In the 20 years from 2000 to 2020, Vietnam's GDP increased more than eightfold. Per capita GDP also soared from $96 in 1990 to around $3700 last year.
According to Nguyen Chun Phu's goal, Vietnam wants to become a high-income country with a per capita income of US $18000 by 2030 and a prosperous and stable developed country by 2045.
This goal is not ambitious, butIn just a few decades, it is almost impossible for Vietnam to become a developed country like Japan and South Korea. But with luck, it is possible to reach the level of Thailand.There are also Vietnamese economists who regard Thailand as their development goal.
Vietnam and Thailand are both major rice exporters in the world, and there are also a lot of tropical fruits, so they can continue to earn foreign exchange through agricultural exports. In terms of the tertiary industry, Vietnam has a long and narrow coastline and good winter tourism resources, which can develop tourism like Thailand.

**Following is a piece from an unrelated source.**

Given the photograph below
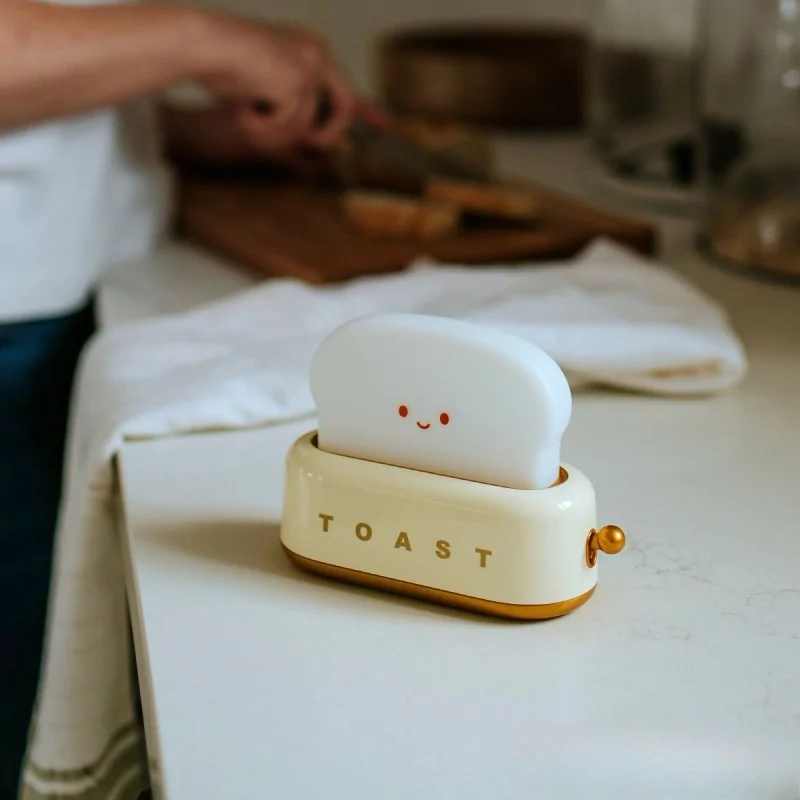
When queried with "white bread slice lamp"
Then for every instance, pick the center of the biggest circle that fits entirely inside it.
(436, 471)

In terms of industry, Vietnam is mainly labor-intensive light industry, which is more homogenized with Thailand and other Southeast Asian countries. When labor costs rise to the level of Thailand, then there is no advantage compared with other Southeast Asian countries, so it is very difficult to continue to move up.
In the long run, Vietnam can learn from South Korea and Japan, choose several leading industries in textile, automobile, electronics and other fields to focus on development, and establish corresponding industrial chains and supporting networks.

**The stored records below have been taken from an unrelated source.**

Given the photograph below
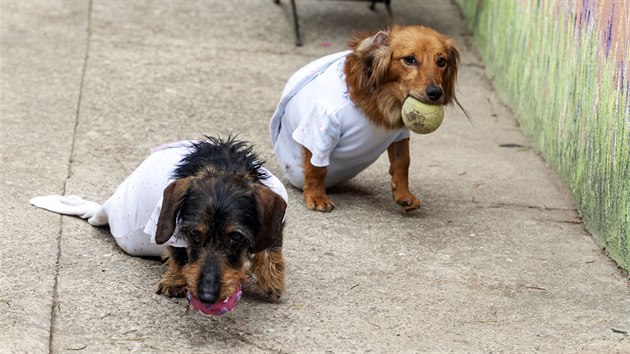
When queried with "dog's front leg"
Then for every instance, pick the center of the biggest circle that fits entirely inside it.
(173, 282)
(268, 266)
(399, 170)
(314, 185)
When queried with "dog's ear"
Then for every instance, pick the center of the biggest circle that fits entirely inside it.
(171, 201)
(371, 58)
(272, 208)
(449, 80)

But this requires long-term accumulation, and in an increasingly competitive global environment, it is difficult for newcomers Vietnam to succeed.
In addition, in the process of borrowing heavily to develop the economy,The global liquidity crunch caused by the Fed's rate hike is very dangerous.Thailand is a living example. Thailand, which successfully seized the second wave of industrial transfer, was mercilessly harvested in the 1997 Asian financial crisis triggered by the Fed's interest rate hike. Now that the sickle of the Fed raising interest rates has been raised high, it is still a question whether Vietnam, which has a poor family, can withstand it.

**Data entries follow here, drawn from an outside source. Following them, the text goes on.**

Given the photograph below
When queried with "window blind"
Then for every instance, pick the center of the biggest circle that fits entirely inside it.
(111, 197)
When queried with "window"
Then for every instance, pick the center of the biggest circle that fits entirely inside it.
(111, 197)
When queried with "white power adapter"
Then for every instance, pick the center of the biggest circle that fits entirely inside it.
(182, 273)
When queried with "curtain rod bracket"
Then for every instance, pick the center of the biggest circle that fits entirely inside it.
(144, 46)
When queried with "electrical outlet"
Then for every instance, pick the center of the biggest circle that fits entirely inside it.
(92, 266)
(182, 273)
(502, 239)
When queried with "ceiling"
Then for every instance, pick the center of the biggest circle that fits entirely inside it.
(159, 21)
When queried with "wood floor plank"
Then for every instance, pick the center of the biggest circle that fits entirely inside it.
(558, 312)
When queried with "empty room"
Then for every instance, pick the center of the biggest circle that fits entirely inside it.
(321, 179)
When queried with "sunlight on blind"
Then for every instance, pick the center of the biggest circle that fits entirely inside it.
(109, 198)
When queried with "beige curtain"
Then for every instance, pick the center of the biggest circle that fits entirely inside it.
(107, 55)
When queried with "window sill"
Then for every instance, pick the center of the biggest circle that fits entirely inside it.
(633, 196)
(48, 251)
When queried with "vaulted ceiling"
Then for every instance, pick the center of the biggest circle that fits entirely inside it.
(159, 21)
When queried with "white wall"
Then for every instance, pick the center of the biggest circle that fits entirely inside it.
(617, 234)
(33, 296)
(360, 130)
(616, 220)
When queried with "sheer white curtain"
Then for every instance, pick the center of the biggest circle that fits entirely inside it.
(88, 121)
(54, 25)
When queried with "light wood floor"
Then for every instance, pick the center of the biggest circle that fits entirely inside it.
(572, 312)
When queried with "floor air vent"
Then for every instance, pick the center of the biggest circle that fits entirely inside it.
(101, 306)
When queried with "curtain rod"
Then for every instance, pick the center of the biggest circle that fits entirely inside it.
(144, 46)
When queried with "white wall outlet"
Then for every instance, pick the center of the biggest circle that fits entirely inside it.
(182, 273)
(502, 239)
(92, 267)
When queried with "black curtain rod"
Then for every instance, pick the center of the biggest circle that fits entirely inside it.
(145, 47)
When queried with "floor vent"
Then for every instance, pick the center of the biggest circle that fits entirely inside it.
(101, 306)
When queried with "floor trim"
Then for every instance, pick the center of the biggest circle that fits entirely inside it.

IMF and some big Wall Street banks believe that the risk of Fed tightening is using the tightening dollar cycle to pass on to fragile and poor countries.Under the influence of the sharp rise in external debt and the upside-down of foreign exchange reserves, countries with fragile models such as Turkey, Sri Lanka, Vietnam, Brazil and Argentina will face the dilemma of rising financing costs and increasing interest on their debts..
It is undeniable that Vietnam has been working very hard to develop its economy in recent years, and its industrialization and exports have also improved, but it is extremely difficult to complete the counterattack from a poor country to a rich country, and there are many traps. If Vietnam can get away with it, it is still possible to catch up with Thailand.